The state worker believes that the objective is to “put as much pressure as possible on the charcoal burner so that it delivers the greatest volume of its production to state companies that are not only the ones that can export but also already have agreements with foreign hotel companies in the tourist centers.”


“Even when the bag reaches 2,000 pesos and people think it’s sky high, that’s not even five dollars at the exchange rate you find on the streets”

“The province has not raised its head in the amount of coal delivered and they are putting their foot on the accelerator, we have to do the same with the producers and in the end that also reaches the national customer who pays for the product in pesos.” The woman assures that she has already seen the emergence of a “parallel market in dollars” where emigrated relatives or Cuban-Americans who come to visit the province pay for the product in foreign currency.

“Even when the bag reaches 2,000 pesos and people think it is through the roof, that is not even five dollars at the exchange rate that you find on the streets, and good quality charcoal, with large pieces and a very good aroma is not worth that anywhere in the world,” acknowledges the administrator. “There are charcoal makers who already have contacts to sell to paladares and food delivery services that pay them in hard dollars. Neither the State, which only gives a plastic card, nor individuals who only have Cuban pesos, can compete with them.”
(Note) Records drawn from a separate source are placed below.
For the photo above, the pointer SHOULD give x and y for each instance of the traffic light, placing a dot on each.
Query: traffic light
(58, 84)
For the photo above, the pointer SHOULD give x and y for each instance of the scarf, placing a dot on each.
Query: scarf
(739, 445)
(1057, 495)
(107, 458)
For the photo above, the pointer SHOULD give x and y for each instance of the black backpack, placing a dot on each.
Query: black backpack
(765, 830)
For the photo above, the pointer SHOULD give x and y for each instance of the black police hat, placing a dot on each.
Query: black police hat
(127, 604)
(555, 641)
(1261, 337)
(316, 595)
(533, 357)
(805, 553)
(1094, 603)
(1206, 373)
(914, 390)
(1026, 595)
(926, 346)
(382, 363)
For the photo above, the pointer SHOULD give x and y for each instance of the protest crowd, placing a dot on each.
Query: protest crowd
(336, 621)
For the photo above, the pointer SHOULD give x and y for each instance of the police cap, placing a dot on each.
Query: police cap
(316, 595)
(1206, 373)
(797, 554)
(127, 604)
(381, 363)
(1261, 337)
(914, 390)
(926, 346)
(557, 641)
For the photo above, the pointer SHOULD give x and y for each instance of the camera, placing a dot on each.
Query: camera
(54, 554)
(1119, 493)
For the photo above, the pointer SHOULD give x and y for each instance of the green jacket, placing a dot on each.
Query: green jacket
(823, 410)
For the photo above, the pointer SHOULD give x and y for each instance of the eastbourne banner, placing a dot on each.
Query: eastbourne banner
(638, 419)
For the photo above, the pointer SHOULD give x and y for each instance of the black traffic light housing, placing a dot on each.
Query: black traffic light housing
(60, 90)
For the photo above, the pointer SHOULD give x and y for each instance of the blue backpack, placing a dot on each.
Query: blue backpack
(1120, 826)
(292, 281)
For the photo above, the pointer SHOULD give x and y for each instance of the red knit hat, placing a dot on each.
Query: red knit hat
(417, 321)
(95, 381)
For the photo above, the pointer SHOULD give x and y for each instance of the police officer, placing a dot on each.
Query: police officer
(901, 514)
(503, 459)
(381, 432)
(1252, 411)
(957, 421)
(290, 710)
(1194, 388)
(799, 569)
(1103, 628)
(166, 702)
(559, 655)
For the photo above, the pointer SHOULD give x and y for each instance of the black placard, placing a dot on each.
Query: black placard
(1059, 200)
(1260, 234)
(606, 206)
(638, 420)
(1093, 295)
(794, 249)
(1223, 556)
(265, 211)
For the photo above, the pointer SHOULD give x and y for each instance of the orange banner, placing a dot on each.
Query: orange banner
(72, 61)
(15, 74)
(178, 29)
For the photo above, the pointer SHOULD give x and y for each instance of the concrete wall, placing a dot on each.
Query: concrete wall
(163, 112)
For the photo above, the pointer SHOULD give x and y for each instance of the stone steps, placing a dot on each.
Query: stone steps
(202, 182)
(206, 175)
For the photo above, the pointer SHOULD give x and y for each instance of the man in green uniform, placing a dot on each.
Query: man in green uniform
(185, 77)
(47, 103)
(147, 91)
In a text published in OnCubathe economist Juan Triana had already warned of the deficiencies of the new resolution. The expert criticized the low income that producers receive and recalled the difficulties of their work. “The marabou is very hard; the charcoal that is extracted from it is as hard as the marabou. In Cuba, charcoal production is practically manual. Anyone who has ever been inside a marabou field knows this perfectly.”
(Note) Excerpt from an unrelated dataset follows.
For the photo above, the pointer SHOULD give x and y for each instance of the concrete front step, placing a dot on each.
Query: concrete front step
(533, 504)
Knowing what inefficiency and excesses of state control can cause, Triana summarized the fears he harbors around coal with a livestock metaphor: “Once we had a cow that gave sugar and we managed to dry it; then we had another one that gave income from tourism and we also dried it. Later a new one appeared that gave biotechnological medicines and it seems that we are not feeding it as it needs; we still have one that produces income from professional services, which we do not feed well either. The cowboys know it: when “If you extract more milk than you should, the cows dry up.”